By Juan Lagorio
NEW YORK (Reuters) - Auto and mortgage lender GMAC said on Wednesday that only a fraction of its bondholders agreed to swap their debt, raising doubts over the company's bid to become a bank holding company and stay solvent.
GMAC, owned by private equity firm Cerberus
GMAC is looking to swap $38 billion of outstanding debt for a smaller amount of new debt, as well as preferred shares and cash, in an effort to raise the capital it needs to qualify as a bank and reduce debt load.
As a bank, GMAC would be eligible for government support including guarantees of new debt that it issues. The company could also apply for billions of dollars of capital under the United States' $700 billion Troubled Asset Relief Program.
GMAC said that so far, investors holding about $6.3 billion of its debt, or about 22 percent of eligible bonds, have agreed to swap their securities. For the company's Residential Capital mortgage unit, holders of about $2.0 billion, or 21 percent, of outstanding notes have agreed. Investors can exchange debt later under less favorable terms.
In both cases, those amounts are well short of the 75 percent approval GMAC needs for the exchange to go through. A successful exchange would help GMAC raise the $30 billion of regulatory capital required for it to become a bank.
GMAC said last month that without bank holding company status, it would likely have to sell assets and take other extraordinary measures to make good on its obligations.

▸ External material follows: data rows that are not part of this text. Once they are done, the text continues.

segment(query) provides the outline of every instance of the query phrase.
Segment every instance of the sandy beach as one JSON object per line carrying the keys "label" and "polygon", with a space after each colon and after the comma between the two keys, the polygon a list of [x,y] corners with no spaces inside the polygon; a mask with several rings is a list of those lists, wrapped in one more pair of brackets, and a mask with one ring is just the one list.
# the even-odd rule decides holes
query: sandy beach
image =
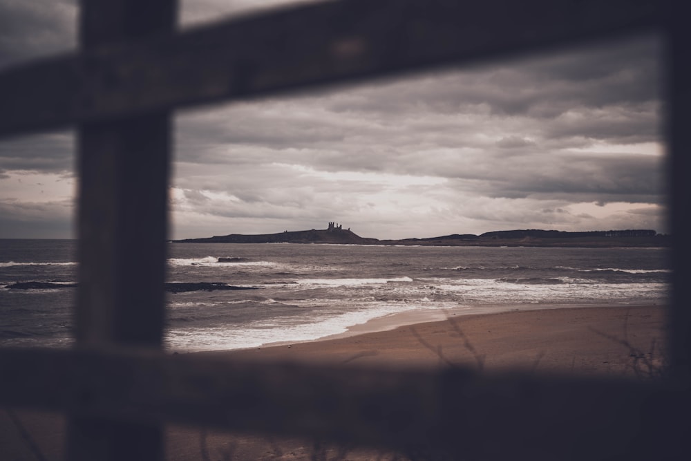
{"label": "sandy beach", "polygon": [[[346,366],[467,366],[484,370],[518,368],[649,379],[663,363],[664,326],[664,308],[660,305],[554,308],[468,316],[452,313],[445,320],[387,331],[359,334],[362,330],[354,328],[341,337],[325,341],[198,354]],[[0,446],[5,459],[37,459],[29,440],[46,459],[62,459],[64,432],[64,418],[59,415],[19,411],[0,414]],[[172,425],[167,431],[167,459],[175,461],[322,459],[315,453],[343,460],[388,460],[395,456],[364,449],[315,446],[305,440],[267,439]],[[341,458],[337,457],[339,453]]]}

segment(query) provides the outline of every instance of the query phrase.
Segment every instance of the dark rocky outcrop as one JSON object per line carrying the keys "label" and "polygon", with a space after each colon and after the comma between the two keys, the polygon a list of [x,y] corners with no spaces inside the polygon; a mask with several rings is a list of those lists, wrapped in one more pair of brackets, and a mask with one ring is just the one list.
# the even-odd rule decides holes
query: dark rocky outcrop
{"label": "dark rocky outcrop", "polygon": [[[325,229],[285,231],[278,234],[245,235],[231,234],[206,238],[187,238],[176,243],[335,243],[346,245],[445,245],[485,247],[668,247],[669,236],[651,229],[626,229],[567,232],[529,229],[494,231],[481,235],[452,234],[439,237],[379,240],[361,237],[342,225],[330,222]],[[222,261],[223,259],[224,261]],[[229,261],[225,261],[228,259]],[[219,258],[219,262],[234,262]]]}
{"label": "dark rocky outcrop", "polygon": [[236,287],[221,282],[167,282],[166,291],[171,293],[216,291],[217,290],[258,290],[256,287]]}
{"label": "dark rocky outcrop", "polygon": [[248,261],[249,261],[249,258],[240,258],[239,256],[228,258],[221,256],[220,258],[218,258],[219,263],[246,263]]}
{"label": "dark rocky outcrop", "polygon": [[9,290],[55,290],[74,288],[77,283],[58,283],[56,282],[15,282],[6,285]]}

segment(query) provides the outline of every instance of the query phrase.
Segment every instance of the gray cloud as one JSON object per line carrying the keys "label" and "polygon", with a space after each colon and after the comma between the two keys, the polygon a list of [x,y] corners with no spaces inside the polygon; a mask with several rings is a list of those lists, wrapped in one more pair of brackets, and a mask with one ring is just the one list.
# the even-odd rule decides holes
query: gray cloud
{"label": "gray cloud", "polygon": [[[285,3],[184,1],[181,23]],[[74,5],[0,0],[0,67],[73,48]],[[334,219],[379,238],[663,230],[661,48],[645,36],[185,111],[173,236]],[[10,182],[73,175],[73,150],[66,133],[0,142],[0,190],[16,191],[0,198],[3,235],[41,216],[46,229],[68,225],[71,208],[39,205]]]}

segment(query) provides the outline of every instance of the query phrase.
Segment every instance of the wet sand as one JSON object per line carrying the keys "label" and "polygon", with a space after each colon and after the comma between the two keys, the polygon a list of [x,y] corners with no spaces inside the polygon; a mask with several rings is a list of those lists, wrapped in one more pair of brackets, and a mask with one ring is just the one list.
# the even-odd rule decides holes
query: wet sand
{"label": "wet sand", "polygon": [[[397,321],[406,323],[401,319]],[[198,355],[347,366],[433,370],[459,366],[492,371],[518,368],[538,373],[632,379],[647,379],[663,364],[665,318],[664,308],[659,305],[557,308],[467,316],[451,312],[445,320],[358,334],[386,326],[382,323],[379,327],[357,328],[341,337],[324,341]],[[6,459],[37,459],[29,440],[46,459],[63,459],[64,431],[64,418],[59,415],[0,412],[0,446],[3,447]],[[310,441],[266,439],[178,426],[169,426],[167,436],[167,459],[175,461],[309,460],[322,451],[332,459],[339,454],[339,447],[315,446]],[[393,457],[393,453],[350,450],[339,459]]]}

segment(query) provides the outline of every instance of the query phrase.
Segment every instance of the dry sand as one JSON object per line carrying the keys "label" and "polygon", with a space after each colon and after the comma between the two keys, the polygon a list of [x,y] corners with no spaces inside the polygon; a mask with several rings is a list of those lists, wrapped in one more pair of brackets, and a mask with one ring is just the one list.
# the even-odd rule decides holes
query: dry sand
{"label": "dry sand", "polygon": [[[448,320],[328,341],[200,355],[349,366],[522,368],[646,379],[650,374],[647,365],[655,369],[662,365],[664,326],[664,308],[656,305],[521,310],[452,316]],[[64,431],[64,419],[59,415],[0,412],[3,459],[37,459],[29,440],[46,459],[62,459]],[[310,441],[269,440],[176,426],[169,426],[167,435],[167,459],[175,461],[327,459],[315,453],[326,455],[328,459],[394,458],[393,453],[368,450],[348,451],[338,458],[339,447],[315,446]]]}

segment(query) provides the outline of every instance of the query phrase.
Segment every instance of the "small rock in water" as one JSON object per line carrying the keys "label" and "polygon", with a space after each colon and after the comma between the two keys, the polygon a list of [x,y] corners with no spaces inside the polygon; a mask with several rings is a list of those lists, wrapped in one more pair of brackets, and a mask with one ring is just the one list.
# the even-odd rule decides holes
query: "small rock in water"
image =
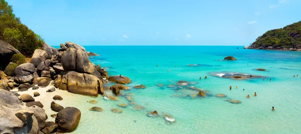
{"label": "small rock in water", "polygon": [[96,101],[96,100],[90,100],[88,102],[89,103],[92,104],[96,104],[97,102],[98,102],[97,101]]}
{"label": "small rock in water", "polygon": [[102,108],[98,106],[93,106],[90,108],[89,110],[91,111],[102,112]]}
{"label": "small rock in water", "polygon": [[117,112],[119,114],[122,112],[122,110],[118,108],[111,108],[111,111],[113,112]]}
{"label": "small rock in water", "polygon": [[127,106],[127,104],[119,104],[117,105],[119,106],[120,106],[122,108],[126,108],[126,106]]}
{"label": "small rock in water", "polygon": [[54,87],[51,87],[51,88],[50,88],[50,89],[46,91],[46,92],[53,92],[55,90],[55,88],[54,88]]}

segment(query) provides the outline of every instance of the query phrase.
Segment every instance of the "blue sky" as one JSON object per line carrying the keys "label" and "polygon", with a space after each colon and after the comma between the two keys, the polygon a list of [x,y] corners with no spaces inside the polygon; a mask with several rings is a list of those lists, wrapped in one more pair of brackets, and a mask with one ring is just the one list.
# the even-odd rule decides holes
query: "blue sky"
{"label": "blue sky", "polygon": [[52,46],[245,46],[301,20],[300,0],[7,0]]}

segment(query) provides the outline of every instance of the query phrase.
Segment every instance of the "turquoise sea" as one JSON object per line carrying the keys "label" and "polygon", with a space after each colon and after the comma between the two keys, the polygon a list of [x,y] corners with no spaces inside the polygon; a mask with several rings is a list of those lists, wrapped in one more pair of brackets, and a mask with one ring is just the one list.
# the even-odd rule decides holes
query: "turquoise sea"
{"label": "turquoise sea", "polygon": [[[122,74],[131,79],[126,85],[131,89],[122,92],[131,92],[134,102],[145,109],[135,110],[129,106],[121,108],[121,114],[111,112],[111,108],[118,108],[117,104],[128,103],[121,96],[117,97],[119,101],[105,100],[101,96],[64,98],[68,106],[77,108],[82,112],[74,134],[301,133],[300,52],[244,50],[242,46],[84,46],[87,51],[100,55],[90,60],[108,68],[109,75]],[[228,56],[237,60],[222,60]],[[188,66],[189,64],[198,66]],[[259,68],[267,71],[255,70]],[[215,72],[260,75],[265,80],[234,80],[210,75]],[[205,79],[205,76],[208,78]],[[194,86],[211,95],[183,97],[198,92],[185,88],[167,87],[179,80],[194,84]],[[165,86],[156,86],[159,83]],[[139,84],[146,88],[131,88]],[[253,96],[254,92],[257,96]],[[217,94],[227,96],[218,98]],[[251,96],[249,98],[246,98],[248,94]],[[225,100],[227,98],[242,102],[231,104]],[[91,100],[99,102],[87,102]],[[103,111],[88,110],[95,106]],[[271,110],[273,106],[274,111]],[[163,118],[146,116],[155,110],[160,114],[169,114],[176,122],[169,124]]]}

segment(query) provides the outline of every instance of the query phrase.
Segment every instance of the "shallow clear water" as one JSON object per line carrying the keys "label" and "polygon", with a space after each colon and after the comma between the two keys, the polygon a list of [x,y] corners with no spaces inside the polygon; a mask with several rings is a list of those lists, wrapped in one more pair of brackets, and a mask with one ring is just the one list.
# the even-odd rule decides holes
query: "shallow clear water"
{"label": "shallow clear water", "polygon": [[[236,47],[240,48],[236,49]],[[118,114],[110,111],[117,104],[128,103],[106,100],[83,96],[64,99],[67,106],[82,112],[74,134],[299,134],[301,132],[301,52],[243,50],[242,46],[85,46],[99,56],[90,58],[95,64],[108,68],[110,76],[130,78],[127,86],[146,86],[130,90],[134,101],[144,106],[122,108]],[[235,61],[219,61],[231,56]],[[249,64],[248,65],[247,64]],[[189,64],[199,64],[189,66]],[[159,66],[156,66],[156,65]],[[176,66],[176,67],[175,66]],[[267,72],[254,70],[263,68]],[[169,70],[171,72],[169,72]],[[262,78],[233,80],[210,76],[212,72],[237,72],[264,76]],[[293,78],[293,76],[298,77]],[[208,78],[204,79],[205,76]],[[202,80],[199,78],[201,76]],[[271,78],[272,81],[269,81]],[[173,96],[175,94],[197,93],[192,90],[167,88],[178,80],[195,82],[193,86],[212,94],[206,98]],[[159,88],[156,84],[164,83]],[[229,86],[232,86],[232,90]],[[237,86],[238,88],[235,87]],[[244,91],[243,90],[244,88]],[[253,96],[254,92],[257,96]],[[215,96],[224,94],[227,98],[238,100],[230,104]],[[250,94],[250,98],[246,96]],[[96,100],[97,104],[86,102]],[[102,112],[88,110],[100,106]],[[271,111],[273,106],[276,109]],[[177,122],[167,124],[163,118],[147,117],[147,112],[168,113]],[[136,120],[136,122],[134,122]]]}

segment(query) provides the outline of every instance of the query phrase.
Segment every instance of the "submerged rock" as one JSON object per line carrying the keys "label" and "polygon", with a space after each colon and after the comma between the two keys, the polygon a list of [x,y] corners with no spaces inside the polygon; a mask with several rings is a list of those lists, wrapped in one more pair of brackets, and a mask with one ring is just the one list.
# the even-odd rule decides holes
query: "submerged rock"
{"label": "submerged rock", "polygon": [[224,58],[224,60],[237,60],[236,58],[235,58],[233,56],[226,56]]}
{"label": "submerged rock", "polygon": [[89,110],[102,112],[102,108],[98,106],[93,106],[89,109]]}
{"label": "submerged rock", "polygon": [[118,108],[111,108],[111,111],[113,112],[117,112],[119,114],[122,112],[122,110]]}

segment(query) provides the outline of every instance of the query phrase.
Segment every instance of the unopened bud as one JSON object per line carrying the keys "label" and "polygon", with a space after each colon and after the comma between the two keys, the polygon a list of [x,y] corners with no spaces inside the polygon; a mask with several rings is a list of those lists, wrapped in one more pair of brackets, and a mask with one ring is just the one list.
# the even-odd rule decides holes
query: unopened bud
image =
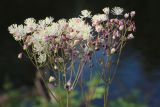
{"label": "unopened bud", "polygon": [[127,19],[129,17],[129,13],[126,13],[124,17]]}
{"label": "unopened bud", "polygon": [[57,69],[58,69],[57,65],[54,65],[54,69],[55,69],[55,70],[57,70]]}
{"label": "unopened bud", "polygon": [[133,39],[133,38],[134,38],[134,36],[132,33],[127,36],[127,39]]}
{"label": "unopened bud", "polygon": [[136,12],[135,12],[135,11],[131,11],[131,13],[130,13],[131,17],[134,17],[134,16],[135,16],[135,14],[136,14]]}
{"label": "unopened bud", "polygon": [[49,82],[54,82],[55,81],[55,78],[53,76],[50,76],[49,77]]}
{"label": "unopened bud", "polygon": [[123,28],[124,28],[124,25],[121,25],[121,26],[119,27],[119,30],[123,30]]}
{"label": "unopened bud", "polygon": [[116,49],[115,48],[112,48],[111,49],[111,54],[114,54],[116,52]]}
{"label": "unopened bud", "polygon": [[19,53],[18,54],[18,59],[21,59],[22,58],[22,53]]}
{"label": "unopened bud", "polygon": [[23,49],[26,50],[27,49],[27,45],[23,45]]}

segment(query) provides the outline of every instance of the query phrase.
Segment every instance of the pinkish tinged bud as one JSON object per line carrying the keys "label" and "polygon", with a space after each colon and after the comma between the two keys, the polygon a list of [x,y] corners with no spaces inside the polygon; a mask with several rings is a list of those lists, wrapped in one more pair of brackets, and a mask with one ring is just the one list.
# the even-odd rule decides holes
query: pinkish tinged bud
{"label": "pinkish tinged bud", "polygon": [[119,25],[120,25],[120,26],[123,25],[123,21],[119,21]]}
{"label": "pinkish tinged bud", "polygon": [[80,42],[80,40],[75,40],[73,46],[77,45],[79,42]]}
{"label": "pinkish tinged bud", "polygon": [[114,54],[116,52],[116,49],[115,48],[112,48],[111,49],[111,54]]}
{"label": "pinkish tinged bud", "polygon": [[134,16],[135,16],[135,14],[136,14],[136,12],[135,12],[135,11],[131,11],[131,13],[130,13],[131,17],[134,17]]}
{"label": "pinkish tinged bud", "polygon": [[123,28],[124,28],[124,25],[121,25],[121,26],[119,27],[119,30],[123,30]]}
{"label": "pinkish tinged bud", "polygon": [[23,45],[23,50],[26,50],[27,49],[27,45]]}
{"label": "pinkish tinged bud", "polygon": [[127,19],[129,17],[129,13],[126,13],[124,17]]}
{"label": "pinkish tinged bud", "polygon": [[21,59],[22,58],[22,53],[19,53],[18,54],[18,59]]}
{"label": "pinkish tinged bud", "polygon": [[133,39],[133,38],[134,38],[134,36],[132,33],[127,36],[127,39]]}

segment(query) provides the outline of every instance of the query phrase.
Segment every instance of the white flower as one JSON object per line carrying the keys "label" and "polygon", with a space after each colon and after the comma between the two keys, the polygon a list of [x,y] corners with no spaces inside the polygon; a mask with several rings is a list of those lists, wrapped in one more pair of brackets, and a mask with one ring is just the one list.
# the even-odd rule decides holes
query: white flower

"If GMAC is unable to successfully convert to a bank holding company and complete the GMAC and ResCap offers by December 31, 2008, it would have a near-term material adverse effect on GMAC's business, results of operations, and financial position," the company said in a statement on Wednesday.
But analysts said the company's survival is at stake. If the company does not become a bank, it risks violating the terms of its lending agreements, or covenants.
"If they don't get a waiver on those covenants, they probably don't have any alternative to filing for bankruptcy protection," said Sean Egan, managing director at ratings agency Egan-Jones Ratings Co.
GMAC, which has been the primary lender to GM customers but has curbed loans to borrowers who do not have good credit, lost $2.52 billion in the third quarter, its fifth straight quarterly loss.
GMAC's 5.85 percent notes due in January 2009 fell to 89 cents on the dollar, down from 94.125 cents on Tuesday, according to MarketAxess.